Upskilling the Workforce with LSU Online & Continuing Education | LSU Online
More than 100 LSU online programs help job seekers and employers adapt to change
There is a tremendous need for many Louisianans to get back to work, exacerbated by the global pandemic. At the same time, 50% of those who remain employed will need some reskilling or updated training, most likely in technology, by 2025, according to the World Economic Forum’s recent Future of Jobs Report. How do we, as a state, shore up this demand for new and technological skills to get the economy back on track?
The answer lies within adaptation. The pandemic accelerated life online. From telemedicine to online grocery shopping, the institutions that are agile enough to pivot and meet a virtual audience where they are have been able to adapt, survive, and even thrive.
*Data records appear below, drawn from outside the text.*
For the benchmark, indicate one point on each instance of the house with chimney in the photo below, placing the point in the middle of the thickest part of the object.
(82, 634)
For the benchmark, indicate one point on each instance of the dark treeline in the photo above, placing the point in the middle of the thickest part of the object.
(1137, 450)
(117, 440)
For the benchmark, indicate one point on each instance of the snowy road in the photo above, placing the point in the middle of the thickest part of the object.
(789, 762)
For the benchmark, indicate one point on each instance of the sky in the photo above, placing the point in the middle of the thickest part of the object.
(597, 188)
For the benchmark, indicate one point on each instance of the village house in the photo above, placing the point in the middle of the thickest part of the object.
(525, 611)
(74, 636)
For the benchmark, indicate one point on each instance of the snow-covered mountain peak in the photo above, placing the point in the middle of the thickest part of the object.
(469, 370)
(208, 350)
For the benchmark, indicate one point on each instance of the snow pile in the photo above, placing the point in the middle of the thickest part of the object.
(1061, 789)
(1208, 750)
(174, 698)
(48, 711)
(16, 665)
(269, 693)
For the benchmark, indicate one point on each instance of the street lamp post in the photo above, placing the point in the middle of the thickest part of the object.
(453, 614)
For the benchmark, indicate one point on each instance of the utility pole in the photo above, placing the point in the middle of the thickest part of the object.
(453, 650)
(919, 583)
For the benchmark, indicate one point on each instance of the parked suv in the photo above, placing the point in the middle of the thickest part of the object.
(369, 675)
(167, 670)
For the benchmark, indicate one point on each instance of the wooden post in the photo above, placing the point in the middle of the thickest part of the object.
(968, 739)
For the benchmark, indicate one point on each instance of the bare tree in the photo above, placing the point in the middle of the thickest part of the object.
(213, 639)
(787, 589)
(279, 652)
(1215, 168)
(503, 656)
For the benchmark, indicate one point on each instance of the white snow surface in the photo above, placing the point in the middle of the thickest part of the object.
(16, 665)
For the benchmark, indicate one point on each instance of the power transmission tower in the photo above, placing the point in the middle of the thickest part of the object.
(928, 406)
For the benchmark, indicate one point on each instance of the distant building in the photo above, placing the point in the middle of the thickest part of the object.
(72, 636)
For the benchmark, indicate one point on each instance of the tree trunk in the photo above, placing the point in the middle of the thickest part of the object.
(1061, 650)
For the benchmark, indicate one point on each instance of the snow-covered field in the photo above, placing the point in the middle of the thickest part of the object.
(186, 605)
LSU is no different. LSU has been providing high-quality education since 1860. Now, with more than 100 programs online, students from all walks of life can get the same degree from anywhere. The number of undergraduates who enrolled in LSU Online increased by 175% this Fall. From the Baton Rouge campus alone, LSU has graduated more than 2,500 online students. They include those who had only a high school diploma and were facing an extremely competitive job market, as well as those who left the workforce in 2020 to take care of their families. The flexibility and accessibility of online education are positive impacts not only on the individual but on the family’s economic health.
Social worker Jo Anna Fisher’s career did not skip a beat, despite the pandemic and loss of a family member, because of LSU’s flexible online graduate degree program. A resident of Mooringsport (population 600, northwest of Shreveport in Caddo Parish), Fisher enrolled in the online Master of Social Work program last spring and earned her degree in December. She is now working full-time as a mental health professional at Brighter Futures Counseling Services in Shreveport, where she counsels 10 to 12 clients ranging in age from 7 years old to older adults.
“I wouldn’t be able to do this job without the degree I have,” she said. “I’ve always been very excited to go to LSU. It’s a prestigious school.”
With her Master of Social Work degree, which is among the top three most popular online degrees (including the Master of Business Administration and Bachelor of Science in Construction Management) from LSU Online, Fisher conducts community psychiatric work and makes house calls, which takes her on the road. The 23-year-old self-described military brat is passionate about helping people. Through the LSU Online program, she was able to gain additional technology skills, which has helped her conduct telehealth sessions with her clients.
I want to make sure I’m helping my team meet their goals so we can be more effective. You can’t just become stagnant...there’s always room to grow.
To meet the demands in today’s economy, LSU has built a robust technology offering that can benefit employers. According to the aforementioned jobs report, 94% of business leaders expect their employees to pick up new skills on the job; however, this isn’t realistic without partnering with educational experts, which a national, Baton Rouge-based company like Turner Industries has done.
“LSU Online & Continuing Education has been our public training provider for more than two decades. This partnership has allowed us to invest millions of training dollars into our workforce development and specialty vendor training for our craftspeople, leadership, and safety professionals. To date, we have enrolled over 3,500 employees in more than 6,000 training opportunities aimed to upskill and retain our current workforce. I have seen firsthand how these programs have prepared our skilled craftspeople to move into leadership positions and thrive in those roles. This advancement creates career opportunities at all levels in our organization,” said Ray Neck, director of workforce development at Turner Industries Group.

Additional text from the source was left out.